It begins (maybe) with Hillary Clinton, but it may not end with her. A Democrat elector for the state of Washington has declared that he will refuse to cast his ballot in the Electoral College for the Democratic nominee. Even though acting as a faithless elector could cost him a thousand dollars, Robert Satiacum Jr says he cannot act against his principles to get Hillary elected.

That’s not to say he thinks much more of Donald Trump. In fact, he thinks that the two are virtually peas from the same pod — or rowers in the same canoe:

Robert Satiacum Jr. calls Hillary Clinton a “clown,” a “rat,” a “criminal” and a virtual clone of Donald Trump. But that’s not all.

He’s also one of 12 Democrats designated to cast his electoral vote for Clinton if she wins Washington, a blue state she’s expected to easily carry. Now, he’s caught in a fierce personal struggle over whether to rebel against her in the Electoral College, a decision that could create havoc in a close presidential contest.

“How can I say and do and be who I am and then cast a vote for somebody that’s the same as Trump?” Satiacum wondered. “They may be male, female, but they’re in the same canoe.” … “I have to either step down from being this thing I was elected to be or I’ve got to step down from being myself,” he said. “That’s the teeter totter I’m on.”

In other words, this isn’t a defection as much as it is a desertion. His interview with Politico got the attention of Washington state Democrats, who reminded him that he signed up for this duty. At first, Satiacum agreed to cast his ballot for Hillary if she won the state – a near certainty, as she has a 14-point RCP average lead. He then retreated from his retreat, telling Politico in a follow-up that no one can force him to vote against his conscience.

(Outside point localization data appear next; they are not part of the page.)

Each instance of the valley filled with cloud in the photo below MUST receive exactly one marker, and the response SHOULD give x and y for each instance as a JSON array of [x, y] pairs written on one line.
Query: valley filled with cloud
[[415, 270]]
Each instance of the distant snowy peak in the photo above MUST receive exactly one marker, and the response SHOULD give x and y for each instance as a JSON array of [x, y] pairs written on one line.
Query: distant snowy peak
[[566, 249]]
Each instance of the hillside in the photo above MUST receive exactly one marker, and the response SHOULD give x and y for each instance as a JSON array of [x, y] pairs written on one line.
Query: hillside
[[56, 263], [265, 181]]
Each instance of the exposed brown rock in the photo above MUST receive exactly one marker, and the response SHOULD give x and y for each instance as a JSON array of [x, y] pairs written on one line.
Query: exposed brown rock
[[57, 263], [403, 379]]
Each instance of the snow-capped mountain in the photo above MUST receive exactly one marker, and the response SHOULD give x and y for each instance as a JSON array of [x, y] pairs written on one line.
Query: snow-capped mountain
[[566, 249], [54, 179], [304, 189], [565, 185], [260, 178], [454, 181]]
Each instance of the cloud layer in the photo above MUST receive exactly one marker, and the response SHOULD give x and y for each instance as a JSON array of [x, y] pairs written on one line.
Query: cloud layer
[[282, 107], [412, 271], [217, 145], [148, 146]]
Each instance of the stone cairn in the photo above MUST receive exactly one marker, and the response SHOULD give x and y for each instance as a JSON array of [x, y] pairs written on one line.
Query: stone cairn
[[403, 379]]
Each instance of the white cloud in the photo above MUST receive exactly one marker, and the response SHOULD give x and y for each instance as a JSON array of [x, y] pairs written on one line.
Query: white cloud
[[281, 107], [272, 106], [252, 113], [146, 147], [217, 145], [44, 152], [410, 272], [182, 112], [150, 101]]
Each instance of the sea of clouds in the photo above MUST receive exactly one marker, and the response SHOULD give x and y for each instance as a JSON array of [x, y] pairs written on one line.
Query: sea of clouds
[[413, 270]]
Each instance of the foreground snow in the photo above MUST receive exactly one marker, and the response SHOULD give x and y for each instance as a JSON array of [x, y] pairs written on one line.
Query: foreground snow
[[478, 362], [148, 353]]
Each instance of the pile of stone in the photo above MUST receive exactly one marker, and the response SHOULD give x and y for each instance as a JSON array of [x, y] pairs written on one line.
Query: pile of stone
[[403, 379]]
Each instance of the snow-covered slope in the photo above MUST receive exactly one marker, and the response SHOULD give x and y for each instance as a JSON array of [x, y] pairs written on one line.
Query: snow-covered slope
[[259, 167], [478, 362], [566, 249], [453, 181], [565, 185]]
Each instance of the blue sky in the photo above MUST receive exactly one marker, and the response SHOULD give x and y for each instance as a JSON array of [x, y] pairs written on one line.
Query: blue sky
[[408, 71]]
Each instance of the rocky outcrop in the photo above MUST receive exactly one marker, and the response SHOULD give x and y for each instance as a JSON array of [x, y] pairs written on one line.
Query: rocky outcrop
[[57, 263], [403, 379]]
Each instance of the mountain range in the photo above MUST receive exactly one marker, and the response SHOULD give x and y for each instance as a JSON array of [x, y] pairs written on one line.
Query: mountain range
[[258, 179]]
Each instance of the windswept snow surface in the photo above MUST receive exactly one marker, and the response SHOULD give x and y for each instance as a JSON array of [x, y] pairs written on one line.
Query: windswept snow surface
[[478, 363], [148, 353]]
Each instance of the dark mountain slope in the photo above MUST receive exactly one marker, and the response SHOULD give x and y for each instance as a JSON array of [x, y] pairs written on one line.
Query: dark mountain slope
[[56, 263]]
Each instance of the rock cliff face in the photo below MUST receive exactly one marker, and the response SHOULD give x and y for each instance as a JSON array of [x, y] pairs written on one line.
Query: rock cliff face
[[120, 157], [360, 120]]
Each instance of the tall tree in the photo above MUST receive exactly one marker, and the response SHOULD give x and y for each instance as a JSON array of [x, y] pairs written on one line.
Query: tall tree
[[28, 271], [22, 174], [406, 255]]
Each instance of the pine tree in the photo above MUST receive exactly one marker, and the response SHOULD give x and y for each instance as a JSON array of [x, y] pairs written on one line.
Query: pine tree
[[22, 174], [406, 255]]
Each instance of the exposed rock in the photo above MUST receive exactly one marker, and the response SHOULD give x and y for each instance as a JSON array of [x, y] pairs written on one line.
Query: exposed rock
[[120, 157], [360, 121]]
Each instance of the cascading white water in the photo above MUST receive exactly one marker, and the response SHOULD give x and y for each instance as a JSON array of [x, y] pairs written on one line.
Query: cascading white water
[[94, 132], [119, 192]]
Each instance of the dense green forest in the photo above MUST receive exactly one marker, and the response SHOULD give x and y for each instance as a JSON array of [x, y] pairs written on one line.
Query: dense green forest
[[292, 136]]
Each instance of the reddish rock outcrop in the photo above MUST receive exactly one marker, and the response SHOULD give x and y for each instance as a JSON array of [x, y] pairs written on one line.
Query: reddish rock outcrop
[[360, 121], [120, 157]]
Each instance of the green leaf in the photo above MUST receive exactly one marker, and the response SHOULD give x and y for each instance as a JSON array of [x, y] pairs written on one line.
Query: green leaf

That much is true, although some states can make it unpleasant with fines and misdemeanor criminal charges, but those rarely get enforced. In large part, it’s because faithless electors rarely emerge. Only 157 electors cast ballots for someone other than their designee in US history, and 71 of those occurred because the candidate had died before the Electoral College could be called into session. It has never changed the outcome of an election, and of late it’s become exceedingly rare. The last time it happened was in 2004, when a Kerry elector cast a vote for John Edwards instead. (That happened anonymously, which turned out to be fortunate for the elector.)

This time could be different, and it may be a worry that both parties will have to address. It’s not exactly a secret that the two people most likely to win any Electoral College votes are also the least-liked major-party nominees in a very long time. The pressure on electors to go rogue or to simply abstain will rise over the next few weeks, and that might be even more true with electors for Trump. The parties organize that effort when they file general-election paperwork with each state, and tend to be party activists. With Trump taking aim at the RNC, that might have more than a couple of them looking for an exit from this choice.

Even in this cycle, a few faithless electors would probably not change the outcome. But this cycle’s oddities make it a little more of a possibility than usual.